The study reveals that women told they have a disease-causing BRCA variant outside of a clinical setting might believe their risk of breast cancer is as high as 60-80% when it could be less than 20%, especially if they lack a close relative with the condition. 

This cautionary revelation emerges from a paper titled “Influence of family history on the penetrance of hereditary cancers in a population setting,” recently published in eClinicalMedicine. Traditionally, women who received BRCA genetic test results did so because they either had symptoms or had a family history of the disease. The calculation of breast cancer risk associated with certain BRCA variants was based on this inherently high-risk group. 

However, with the rise of home DNA testing kits and participation in genetic research studies, many individuals are now receiving such results without a personal connection to breast cancer. This research was conducted to provide a more accurate assessment of the true risk associated with these BRCA variants in the general population. 

The study analyzed data from over 454,000 participants aged 40 to 69 in the UK Biobank study, which collects DNA samples and gathers information about participants’ personal health and their family’s medical history. The findings revealed that merely carrying a disease-causing BRCA variant was linked to a breast cancer risk of 18% (for BRCA2) and 23% (for BRCA1) by age 60. However, having a close relative who had the condition elevated the risk to 24% (for BRCA2) and 45% (for BRCA1). 

Dr. Leigh Jackson, lead author and a member of the University of Exeter Medical School, highlighted that more women have been opting for breast cancer surgery, especially after actress Angelina Jolie shared her family history, genetic test results, and subsequent surgery.
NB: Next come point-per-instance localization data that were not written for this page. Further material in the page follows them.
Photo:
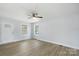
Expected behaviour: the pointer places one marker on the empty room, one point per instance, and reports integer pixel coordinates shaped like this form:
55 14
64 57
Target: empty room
39 29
He emphasized the importance of accurate risk communication, stating, “Being told you are at high genetic risk of disease can really influence levels of fear of a particular condition and the resulting action you may take.

Up to 80% risk of developing breast cancer is very different from 20%. That difference could well influence the decision you make around whether you have invasive breast surgery.” He further added, “Some women may decide to go ahead with that procedure knowing that the risk is 20%, but we want them to make an informed decision. We’d urge that anyone communicating cancer risk does so based on a detailed family history, not just genetics alone.” 

The research team’s findings had broader implications when considering the genetic risk of Lynch syndrome, a condition that increases the risk of colon cancer and other cancers. They also concluded that genetic screening for these conditions in the general population might expose a significant number of individuals to unnecessary scans or procedures. 

Co-author Professor Caroline Wright, also from the University of Exeter Medical School, emphasized the need for responsible risk communication and accurate risk assessment. She stated, “Our findings will not just apply to breast and colorectal cancer. All risk estimates of genetic disease have so far largely been based on relatively high-risk groups who attend specialist clinics, so they will not necessarily translate to the general population.” 

Professor Wright concluded, “This finding has important ramifications for population screening using genome sequencing. We need to ensure we are carrying out research to find the true risk level and also to be responsible in how we communicate risk to avoid unnecessary fear and distress, which may lead to avoidable procedures.” 

For individuals receiving high genetic risk assessments for any disease outside of a clinical setting, consulting with a healthcare professional is strongly recommended. Healthcare providers can take into account a range of factors, including family history, to provide a more accurate assessment of the risk and recommend appropriate actions.